Onboard a new taxonomy from a CSV file. Validates the CSV structure, generates a `config.yaml` with sensible defaults, optionally runs LLM enrichment and domain hint generation, and prints an onboarding report with collection cost estimates.

### `classivore enrich`

Generate descriptions, boundaries, aliases, and difficulty ratings for each taxonomy category using the Anthropic Batch API. These fields improve search query quality and help the labeling stage make better decisions.

### `classivore collect`

Discover and scrape web pages for training data. Uses search APIs (Brave, Serper) with automatic fallback, Common Crawl CDX for historical pages, and content quality filters. Collection targets are tiered by category difficulty — hard categories get more pages to compensate for scarce editorial content.

### `classivore label`

Classify collected pages using a two-stage hierarchical LLM approach:
- **Stage 1**: Tier-1 triage identifies which top-level categories apply (cheap, broad pass)
- **Stage 2**: Subtree classification within selected tier-1s (detailed, with chain-of-thought)

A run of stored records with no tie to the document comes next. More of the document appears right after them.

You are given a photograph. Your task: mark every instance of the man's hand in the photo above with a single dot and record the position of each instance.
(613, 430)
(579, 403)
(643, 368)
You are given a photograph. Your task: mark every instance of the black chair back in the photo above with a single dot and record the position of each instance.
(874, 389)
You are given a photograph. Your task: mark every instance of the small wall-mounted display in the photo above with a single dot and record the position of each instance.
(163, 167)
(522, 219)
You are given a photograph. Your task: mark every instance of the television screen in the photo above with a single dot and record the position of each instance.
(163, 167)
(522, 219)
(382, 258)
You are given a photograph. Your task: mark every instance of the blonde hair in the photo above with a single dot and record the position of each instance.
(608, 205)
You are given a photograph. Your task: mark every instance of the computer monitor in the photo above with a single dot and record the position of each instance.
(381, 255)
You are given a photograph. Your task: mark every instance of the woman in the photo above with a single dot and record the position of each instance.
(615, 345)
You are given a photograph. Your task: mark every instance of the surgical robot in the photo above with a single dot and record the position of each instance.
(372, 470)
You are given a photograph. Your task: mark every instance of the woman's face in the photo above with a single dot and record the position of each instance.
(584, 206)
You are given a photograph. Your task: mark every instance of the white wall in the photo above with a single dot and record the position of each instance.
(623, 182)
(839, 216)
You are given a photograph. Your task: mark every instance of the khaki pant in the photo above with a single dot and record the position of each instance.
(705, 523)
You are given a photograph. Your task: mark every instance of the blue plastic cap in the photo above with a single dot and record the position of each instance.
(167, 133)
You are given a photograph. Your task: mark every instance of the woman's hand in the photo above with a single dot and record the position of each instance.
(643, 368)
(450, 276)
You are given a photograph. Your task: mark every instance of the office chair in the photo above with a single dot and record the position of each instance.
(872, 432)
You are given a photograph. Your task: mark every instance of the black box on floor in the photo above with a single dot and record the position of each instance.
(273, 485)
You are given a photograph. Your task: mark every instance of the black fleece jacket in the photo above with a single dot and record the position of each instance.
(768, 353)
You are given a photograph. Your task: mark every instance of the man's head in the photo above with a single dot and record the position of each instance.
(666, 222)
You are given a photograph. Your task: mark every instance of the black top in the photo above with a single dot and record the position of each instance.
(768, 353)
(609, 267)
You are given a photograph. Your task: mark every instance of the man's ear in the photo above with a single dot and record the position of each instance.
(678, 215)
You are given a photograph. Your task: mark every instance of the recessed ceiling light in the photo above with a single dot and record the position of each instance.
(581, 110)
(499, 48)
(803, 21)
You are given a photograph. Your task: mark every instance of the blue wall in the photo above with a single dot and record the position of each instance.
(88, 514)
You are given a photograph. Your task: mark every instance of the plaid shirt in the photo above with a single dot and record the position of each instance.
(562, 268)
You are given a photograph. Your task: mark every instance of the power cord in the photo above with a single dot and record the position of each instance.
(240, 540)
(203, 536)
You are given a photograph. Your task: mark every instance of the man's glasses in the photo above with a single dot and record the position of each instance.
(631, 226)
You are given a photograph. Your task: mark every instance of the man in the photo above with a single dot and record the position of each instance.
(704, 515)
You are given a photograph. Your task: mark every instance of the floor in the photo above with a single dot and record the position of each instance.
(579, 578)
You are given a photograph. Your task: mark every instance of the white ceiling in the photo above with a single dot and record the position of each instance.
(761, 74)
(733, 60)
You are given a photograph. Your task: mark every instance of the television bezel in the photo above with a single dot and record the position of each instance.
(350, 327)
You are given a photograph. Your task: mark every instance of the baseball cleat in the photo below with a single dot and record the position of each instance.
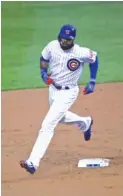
(87, 134)
(29, 168)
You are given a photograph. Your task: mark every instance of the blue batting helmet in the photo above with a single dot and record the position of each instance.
(67, 32)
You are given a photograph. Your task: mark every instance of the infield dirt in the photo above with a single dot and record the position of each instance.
(22, 114)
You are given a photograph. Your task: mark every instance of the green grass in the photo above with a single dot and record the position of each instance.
(28, 26)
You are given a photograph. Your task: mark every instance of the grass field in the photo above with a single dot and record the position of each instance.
(28, 26)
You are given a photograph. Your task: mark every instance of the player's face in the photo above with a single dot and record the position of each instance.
(66, 43)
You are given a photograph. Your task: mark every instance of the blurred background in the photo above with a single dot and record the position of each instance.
(27, 27)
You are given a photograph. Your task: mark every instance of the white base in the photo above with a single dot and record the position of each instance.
(93, 162)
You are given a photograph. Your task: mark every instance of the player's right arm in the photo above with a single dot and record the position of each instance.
(44, 63)
(89, 56)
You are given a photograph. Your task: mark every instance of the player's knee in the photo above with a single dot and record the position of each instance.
(47, 126)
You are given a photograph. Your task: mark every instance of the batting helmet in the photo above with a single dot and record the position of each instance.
(67, 32)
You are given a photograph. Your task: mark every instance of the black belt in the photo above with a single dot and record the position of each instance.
(61, 87)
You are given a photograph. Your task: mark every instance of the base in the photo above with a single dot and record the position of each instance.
(93, 162)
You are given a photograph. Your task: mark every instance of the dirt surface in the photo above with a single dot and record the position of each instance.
(58, 175)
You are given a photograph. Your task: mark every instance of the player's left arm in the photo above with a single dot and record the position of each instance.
(91, 57)
(44, 64)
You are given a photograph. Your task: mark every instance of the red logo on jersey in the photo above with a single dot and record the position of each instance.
(73, 64)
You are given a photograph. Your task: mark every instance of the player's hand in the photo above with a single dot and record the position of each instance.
(89, 88)
(47, 79)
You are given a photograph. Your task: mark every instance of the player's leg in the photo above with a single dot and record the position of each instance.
(63, 101)
(72, 118)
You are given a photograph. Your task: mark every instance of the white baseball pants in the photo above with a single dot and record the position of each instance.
(60, 102)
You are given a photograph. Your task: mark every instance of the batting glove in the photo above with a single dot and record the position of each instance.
(89, 88)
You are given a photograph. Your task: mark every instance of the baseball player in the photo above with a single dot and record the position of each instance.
(66, 62)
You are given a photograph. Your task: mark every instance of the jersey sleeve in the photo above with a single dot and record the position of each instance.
(46, 53)
(87, 55)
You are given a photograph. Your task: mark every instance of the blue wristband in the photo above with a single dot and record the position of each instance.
(43, 73)
(93, 69)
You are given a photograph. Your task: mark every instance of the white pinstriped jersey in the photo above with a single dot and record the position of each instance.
(67, 65)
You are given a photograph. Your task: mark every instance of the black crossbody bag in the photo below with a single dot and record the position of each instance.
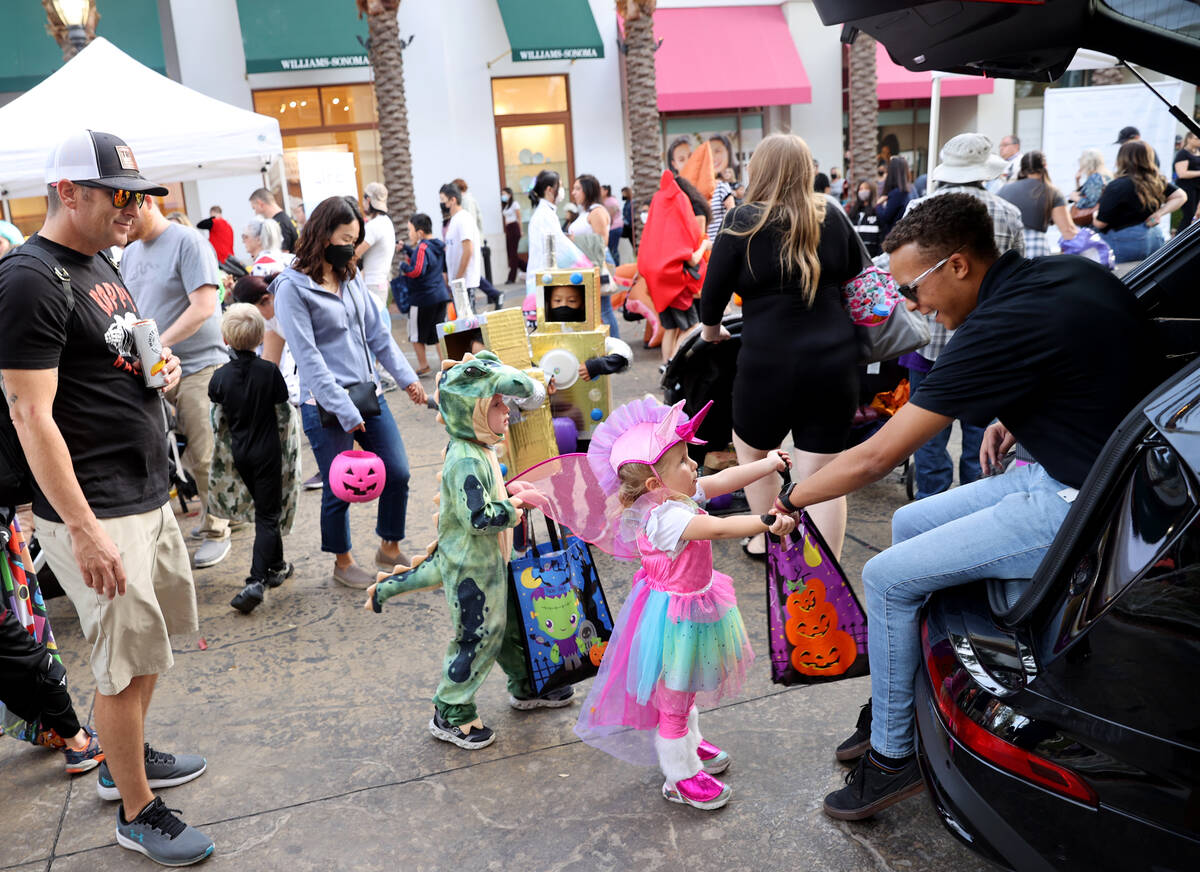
(363, 394)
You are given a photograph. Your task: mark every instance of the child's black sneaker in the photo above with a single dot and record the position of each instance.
(472, 740)
(249, 597)
(871, 788)
(859, 741)
(277, 576)
(551, 699)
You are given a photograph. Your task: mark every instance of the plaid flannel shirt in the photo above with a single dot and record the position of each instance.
(1009, 230)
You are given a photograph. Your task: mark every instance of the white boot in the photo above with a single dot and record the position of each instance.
(687, 782)
(677, 757)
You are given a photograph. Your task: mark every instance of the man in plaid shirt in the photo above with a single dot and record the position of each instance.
(967, 164)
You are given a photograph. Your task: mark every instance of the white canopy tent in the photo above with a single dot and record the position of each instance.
(177, 133)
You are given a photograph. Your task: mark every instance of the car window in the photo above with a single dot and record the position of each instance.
(1156, 501)
(1181, 17)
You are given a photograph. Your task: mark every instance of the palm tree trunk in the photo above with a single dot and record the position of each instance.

Uses the Anthropic Batch API for 50% cost reduction. Crash-recoverable — pages at each stage are checkpointed.

### `classivore train`

Fine-tune DeBERTa-v3-large for multi-label classification. Features:
- Weighted focal loss for extreme class imbalance
- Confidence-weighted training (legacy labels discounted)
- Per-category threshold optimization (+5% F1 macro over global threshold)
- Comprehensive quality report with per-category metrics, confusion pairs, and overfitting detection

### `classivore classify`

Run inference using a trained model. Supports single text, batch JSON/NDJSON, and interactive mode. Long documents are automatically chunked with a sliding window. Auto-discovers the most recent trained model.

### `classivore agent`

Automated collect-label-evaluate loop. Analyzes coverage gaps, collects pages for the weakest categories, labels them, and repeats until targets are met or budget is exhausted.

### `classivore publish`

Push a trained model to a private HuggingFace Hub repo with version tagging. The published artifact is self-contained — includes model weights, tokenizer, thresholds, label mappings, and taxonomy metadata (paths, IDs). No taxonomy CSV needed at serve time.

## Other Commands

| Command | Description |
|---------|-------------|
| `classivore taxonomy` | Show taxonomy stats, coverage gaps, and exclusions |
| `classivore validate` | Run data quality checks via label-lens |
| `classivore hints` | Generate domain hints for tier-1 categories |
| `classivore hf init` | Create a private HuggingFace repo |

## Taxonomy Configuration

Each taxonomy lives in `taxonomies/<slug>/` with a `config.yaml` that controls everything: collection targets by difficulty, query budgets, LLM models, filter relaxations, domain hints, and category exclusions. See `taxonomies/` for examples.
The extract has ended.